Notice of Privacy Practices

This notice of Privacy Practices describes how I may disclose your Protected Health Information (PHI) to carry out treatment, file for insurance payment and for other purposes that may be required by law. It also describes your rights to access and control your PHI (i.e. any information that may identify you and that relates to your past, present or future physical or mental health and/or related health care services which I may have on file or have direct knowledge of.) I will ask you to sign a consent form allowing me to use this information should the need arise. This consent form is at the bottom of the “Client Intake” sheet which is filled out on the first visit.

I am required by law (i.e. the 2003 Federal Health Insurance Portability and Accountability Act) to maintain the privacy of your PHI and to follow the terms of this notice. The terms of the notice may be revised as needed to reflect future changes in the law, which will then apply to all PHI that I maintain at that time. I will provide you a copy of any revised notices by posting a copy on my website (www.steveshealyphd.com) or if you request, by mailing or giving you one to you.

How I may disclose health information about you.

Treatment: As you know, I need to collect some of your PHI in order to provide you with effective psychotherapy. With your consent, I may disclose your PHI for the purpose of coordinating or managing your health care treatment with a physician or other healthcare provider should this become necessary and be beneficial to you.

Insurance Payment: I may need to disclose some of your basic PHI so that I can receive payment for my services to you. Examples of payment-related activities include verifying eligibility or coverage for insurance benefits, processing claims with your insurance company, reviewing services provided to you to determine medical necessity, or undertaking utilization review activities when your insurance company requires it.

Health Care Operations: I use a billing service with which is required by law to safeguard the privacy of your PHI, which in this case is limited to dates of service, service code, social security number, birth date and diagnostic code, all information which is required to file insurance claims.

Required by Law: Under the law I must make limited disclosures to the Secretary of the Department of Health and Human Services for the purpose of investigating or determining our compliance with the Privacy Rule should they demand I do so.

Use and Disclosures of PHI Not Requiring Consent or Authorization: There are a limited number of situations in which the law and the ethical standards of my profession compel me to disclose information about you without your consent or authorization. These include:

1) Suspected child or elder abuse or neglect must be reported.

2) A serious threat of physical violence against oneself or a reasonably identifiable victim or victims must be reported to law enforcement and/or the threatened person(s).

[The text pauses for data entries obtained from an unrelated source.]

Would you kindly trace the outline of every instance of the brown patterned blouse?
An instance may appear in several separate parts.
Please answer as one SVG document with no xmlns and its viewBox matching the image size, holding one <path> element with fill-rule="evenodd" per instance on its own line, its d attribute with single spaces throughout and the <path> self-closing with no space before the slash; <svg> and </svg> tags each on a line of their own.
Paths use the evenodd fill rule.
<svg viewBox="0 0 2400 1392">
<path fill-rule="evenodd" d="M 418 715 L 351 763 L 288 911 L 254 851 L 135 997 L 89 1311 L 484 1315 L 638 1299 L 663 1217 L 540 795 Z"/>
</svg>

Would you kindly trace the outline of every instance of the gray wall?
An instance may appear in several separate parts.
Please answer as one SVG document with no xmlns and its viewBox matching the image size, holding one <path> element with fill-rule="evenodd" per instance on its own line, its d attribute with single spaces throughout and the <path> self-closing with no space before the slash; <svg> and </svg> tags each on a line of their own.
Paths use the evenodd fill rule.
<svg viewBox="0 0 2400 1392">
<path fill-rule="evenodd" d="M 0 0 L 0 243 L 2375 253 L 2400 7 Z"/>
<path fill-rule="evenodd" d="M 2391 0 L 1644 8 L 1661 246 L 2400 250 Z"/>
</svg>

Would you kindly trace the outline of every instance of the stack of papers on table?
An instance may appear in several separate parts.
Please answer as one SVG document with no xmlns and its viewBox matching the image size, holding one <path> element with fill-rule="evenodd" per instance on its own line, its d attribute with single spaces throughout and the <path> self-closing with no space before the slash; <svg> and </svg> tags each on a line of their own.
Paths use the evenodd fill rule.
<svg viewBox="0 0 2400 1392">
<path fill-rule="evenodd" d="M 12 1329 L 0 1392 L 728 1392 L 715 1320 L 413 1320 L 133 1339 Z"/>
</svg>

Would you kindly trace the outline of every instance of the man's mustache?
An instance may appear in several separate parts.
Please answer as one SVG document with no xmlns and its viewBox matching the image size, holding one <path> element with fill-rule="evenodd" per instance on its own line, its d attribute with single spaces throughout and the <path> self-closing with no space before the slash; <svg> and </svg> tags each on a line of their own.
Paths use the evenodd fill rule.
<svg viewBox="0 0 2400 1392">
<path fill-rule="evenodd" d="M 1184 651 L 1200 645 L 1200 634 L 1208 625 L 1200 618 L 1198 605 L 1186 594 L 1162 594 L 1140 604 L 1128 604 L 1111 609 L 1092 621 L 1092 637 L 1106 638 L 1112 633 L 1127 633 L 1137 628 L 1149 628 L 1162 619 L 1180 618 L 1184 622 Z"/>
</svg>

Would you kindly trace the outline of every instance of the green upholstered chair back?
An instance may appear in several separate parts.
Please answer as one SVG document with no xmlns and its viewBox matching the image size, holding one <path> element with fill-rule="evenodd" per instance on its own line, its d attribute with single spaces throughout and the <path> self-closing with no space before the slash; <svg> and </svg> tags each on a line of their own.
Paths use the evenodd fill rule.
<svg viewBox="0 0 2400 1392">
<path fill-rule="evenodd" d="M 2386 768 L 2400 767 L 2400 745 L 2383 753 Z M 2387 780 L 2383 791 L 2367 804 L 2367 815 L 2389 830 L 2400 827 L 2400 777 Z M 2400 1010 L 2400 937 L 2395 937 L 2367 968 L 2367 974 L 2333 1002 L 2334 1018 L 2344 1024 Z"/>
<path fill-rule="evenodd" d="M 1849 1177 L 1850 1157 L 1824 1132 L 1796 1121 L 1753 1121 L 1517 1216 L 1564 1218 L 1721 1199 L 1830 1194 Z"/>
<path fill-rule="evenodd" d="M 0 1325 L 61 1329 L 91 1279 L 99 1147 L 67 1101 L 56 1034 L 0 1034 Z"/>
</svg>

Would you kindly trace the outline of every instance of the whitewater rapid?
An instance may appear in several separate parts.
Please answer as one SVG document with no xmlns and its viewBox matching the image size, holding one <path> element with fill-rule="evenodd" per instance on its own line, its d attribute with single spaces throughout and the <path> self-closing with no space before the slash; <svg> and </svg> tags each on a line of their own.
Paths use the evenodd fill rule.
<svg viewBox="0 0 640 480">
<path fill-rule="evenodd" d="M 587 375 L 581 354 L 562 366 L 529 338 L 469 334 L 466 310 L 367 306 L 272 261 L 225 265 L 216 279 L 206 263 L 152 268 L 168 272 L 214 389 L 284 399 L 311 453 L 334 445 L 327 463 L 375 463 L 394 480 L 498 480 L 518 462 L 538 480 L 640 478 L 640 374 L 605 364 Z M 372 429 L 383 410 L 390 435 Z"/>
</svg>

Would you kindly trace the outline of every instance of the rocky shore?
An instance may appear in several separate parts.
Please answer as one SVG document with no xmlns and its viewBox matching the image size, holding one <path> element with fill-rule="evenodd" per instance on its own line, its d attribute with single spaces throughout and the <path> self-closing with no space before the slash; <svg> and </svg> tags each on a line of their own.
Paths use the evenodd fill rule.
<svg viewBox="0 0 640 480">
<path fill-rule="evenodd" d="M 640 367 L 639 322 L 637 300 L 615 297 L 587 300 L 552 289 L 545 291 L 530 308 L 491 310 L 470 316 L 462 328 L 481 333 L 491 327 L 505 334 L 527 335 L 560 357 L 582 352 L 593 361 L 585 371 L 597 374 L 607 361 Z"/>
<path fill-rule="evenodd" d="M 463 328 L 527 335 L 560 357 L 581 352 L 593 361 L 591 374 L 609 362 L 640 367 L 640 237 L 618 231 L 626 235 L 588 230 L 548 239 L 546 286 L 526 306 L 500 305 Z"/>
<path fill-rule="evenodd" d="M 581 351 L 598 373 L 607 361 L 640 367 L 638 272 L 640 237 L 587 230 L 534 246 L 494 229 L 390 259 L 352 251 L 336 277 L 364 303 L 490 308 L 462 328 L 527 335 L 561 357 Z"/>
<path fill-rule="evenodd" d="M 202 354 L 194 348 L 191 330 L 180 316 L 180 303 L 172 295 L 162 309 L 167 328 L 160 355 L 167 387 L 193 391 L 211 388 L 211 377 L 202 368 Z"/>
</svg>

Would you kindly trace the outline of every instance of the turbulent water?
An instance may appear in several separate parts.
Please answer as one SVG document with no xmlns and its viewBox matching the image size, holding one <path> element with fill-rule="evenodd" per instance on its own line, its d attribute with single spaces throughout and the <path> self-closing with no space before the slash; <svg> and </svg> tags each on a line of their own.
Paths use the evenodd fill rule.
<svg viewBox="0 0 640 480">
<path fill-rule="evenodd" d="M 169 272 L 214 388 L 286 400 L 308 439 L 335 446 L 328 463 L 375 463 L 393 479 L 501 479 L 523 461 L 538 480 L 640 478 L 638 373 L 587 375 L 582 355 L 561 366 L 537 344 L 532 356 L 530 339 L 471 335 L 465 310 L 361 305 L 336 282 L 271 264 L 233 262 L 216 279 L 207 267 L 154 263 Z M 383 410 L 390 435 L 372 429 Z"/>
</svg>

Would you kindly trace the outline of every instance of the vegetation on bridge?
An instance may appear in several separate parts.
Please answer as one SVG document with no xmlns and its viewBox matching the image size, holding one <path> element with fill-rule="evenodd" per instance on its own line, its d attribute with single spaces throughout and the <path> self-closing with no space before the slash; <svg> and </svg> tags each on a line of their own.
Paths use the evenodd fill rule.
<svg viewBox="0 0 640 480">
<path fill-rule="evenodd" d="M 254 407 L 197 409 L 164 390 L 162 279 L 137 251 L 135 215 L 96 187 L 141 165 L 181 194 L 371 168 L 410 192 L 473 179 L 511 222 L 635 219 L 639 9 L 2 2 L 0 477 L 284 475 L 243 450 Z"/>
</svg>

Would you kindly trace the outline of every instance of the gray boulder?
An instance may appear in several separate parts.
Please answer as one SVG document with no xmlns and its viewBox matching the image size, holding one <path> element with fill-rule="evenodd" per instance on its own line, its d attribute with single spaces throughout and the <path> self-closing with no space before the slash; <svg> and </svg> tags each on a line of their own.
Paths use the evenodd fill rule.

3) A court order (which would follow my attempting to contact you about the request and your waiving your right to challenge the release of any information to the court. Depending upon the situation, such challenges may be successful and no information is released. Other times, some information is ordered to be released. In which case, I must comply.)

4) Mandatory government agency audits or investigations, such as the Florida Board of Professional Regulation that issues and maintains my license may require release of certain information.


Your rights regarding your protected health information.

You have the following rights regarding the PHI I maintain about you. To exercise any of these rights please submit your request to me in writing as I will need to document this request.

You have the right to inspect, review and to copy the PHI I have on file. Your right to inspect and copy PHI will be restricted only in those situations where there is compelling evidence that access would cause harm to you. I may charge a reasonable, cost-based fee for providing these copies.

You have the right to amend the records I maintain. If you believe that the PHI I have about you is incorrect or incomplete, you may ask me to amend the information. In certain cases I may deny your request.

You have the right to request a restriction of your protected health information. You may ask me not to use or disclose any part of your PHI for treatment, payment, or health care operations. Your request must state the specific restriction requested and to whom you want the restriction to apply. By law, I am not required to agree to your request (e.g. cases of child or elder abuse as discussed above).

You have the right to an accounting of disclosures of your PHI that I make of your PHI. No accounting is made for release of PHI disclosed by authorization. I may charge a reasonable fee if you request more than one accounting in any12 month period.


Complaints

You have the right to file a complaint if you believe that I have violated your privacy rights. You can file a complaint with the Secretary of the Department of Health and Human Services. All complaints must be in writing. Filing a complaint will not change the treatment I provide you in any way.

If you have any questions regarding this notice or have questions about my health information privacy policies, please contact me at (813) 980-2700.

The effective date of this notice is April 14, 2003.